Tuesday, May 27, 2014
Great Falls, VA: I've Been Here How Long?
The farm across the street has unbelievably large, grassy fields used for nothing more than to impress upon passers-by that green spaces still exist. The white farmhouse sits far back from the road; across it rests an old barn that might or might not be filled with treasures from the farm's previous life. My eyes glance at the six, maybe seven, beautiful green acres, nicely flat with a few trees here and there. That farm was for sale; it just sold, and the developer's sign boasts a whole new smattering of large mansions on this now-green spot. I'm disappointed.
I've lived in Great Falls for six years. I've lived here long enough to know well what the landscape looks like in every season, not just glorious Spring. I know where Beach Mill and Walker Road get washed out when it rains cats and dogs--and how, after an hour after the rain stops, Beach Mill should be passable, but Walker will need more time. I've seen little old houses and the stories that went with them reduced to rubble in a few hours. I've watched how grand, new spaces--three, four times the size of the previous house--stand impressively and impossibly tall on that same site within months.

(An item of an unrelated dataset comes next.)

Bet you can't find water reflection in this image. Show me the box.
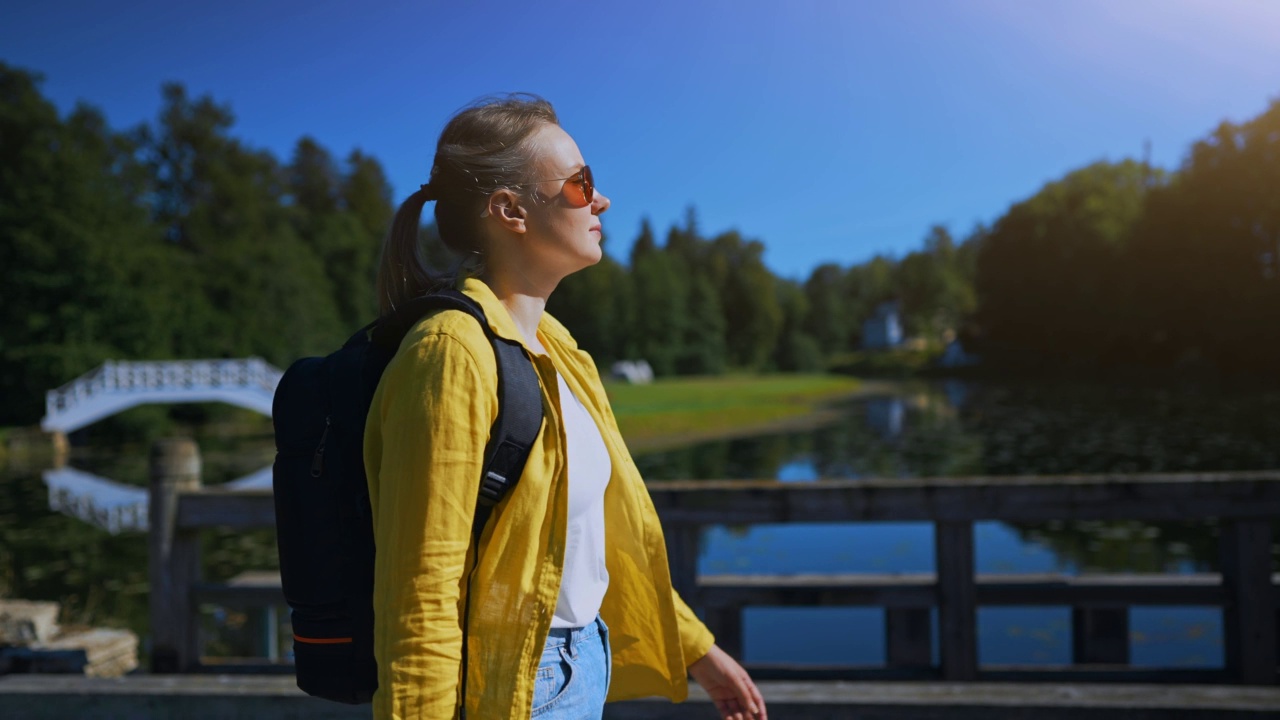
[44,465,271,536]
[636,380,1280,666]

As the daughter of a Soldier, as a girl who happily moved from one state to the next every two to three years, as the young woman who traveled across Asia for a few years out of college, six years in one house, in one town feels like forever.

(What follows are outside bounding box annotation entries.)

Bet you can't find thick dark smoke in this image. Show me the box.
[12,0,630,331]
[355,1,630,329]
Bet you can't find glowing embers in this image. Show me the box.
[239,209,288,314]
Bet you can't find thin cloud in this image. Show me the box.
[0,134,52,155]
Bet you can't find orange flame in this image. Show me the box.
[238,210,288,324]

Journeys were part of my life, first by necessity, and then by choice. I soaked in a few years each in Savannah, Schofield Barracks, Seattle. I spent months in shocking Calcutta, weeks in the high Himalayas, and days in a smattering of exotic, amazing Indian cities. I spent a few years in Thailand--my official role was teaching teachers, but I think I logged more hours reading books and journaling about the past, present, and future than actually teaching.
And now, I am here. I'm still here. I've not moved. And, after a particularly restless two years, I'm trying to breathe deeply and settle into my life here as gracefully as I can (which means not very gracefully). I'm beginning to realize how much there is to learn about myself when I am still. This is not a comfortable sort of lesson-learning--I much prefer the known excitement of movement. When still, when faced with a beautiful but not spontaneous routine with three joyful but demanding children and one loyal but complicated husband, I actually face myself in a way I never have before.
Please forgive the fact that postcards from here are less glorious.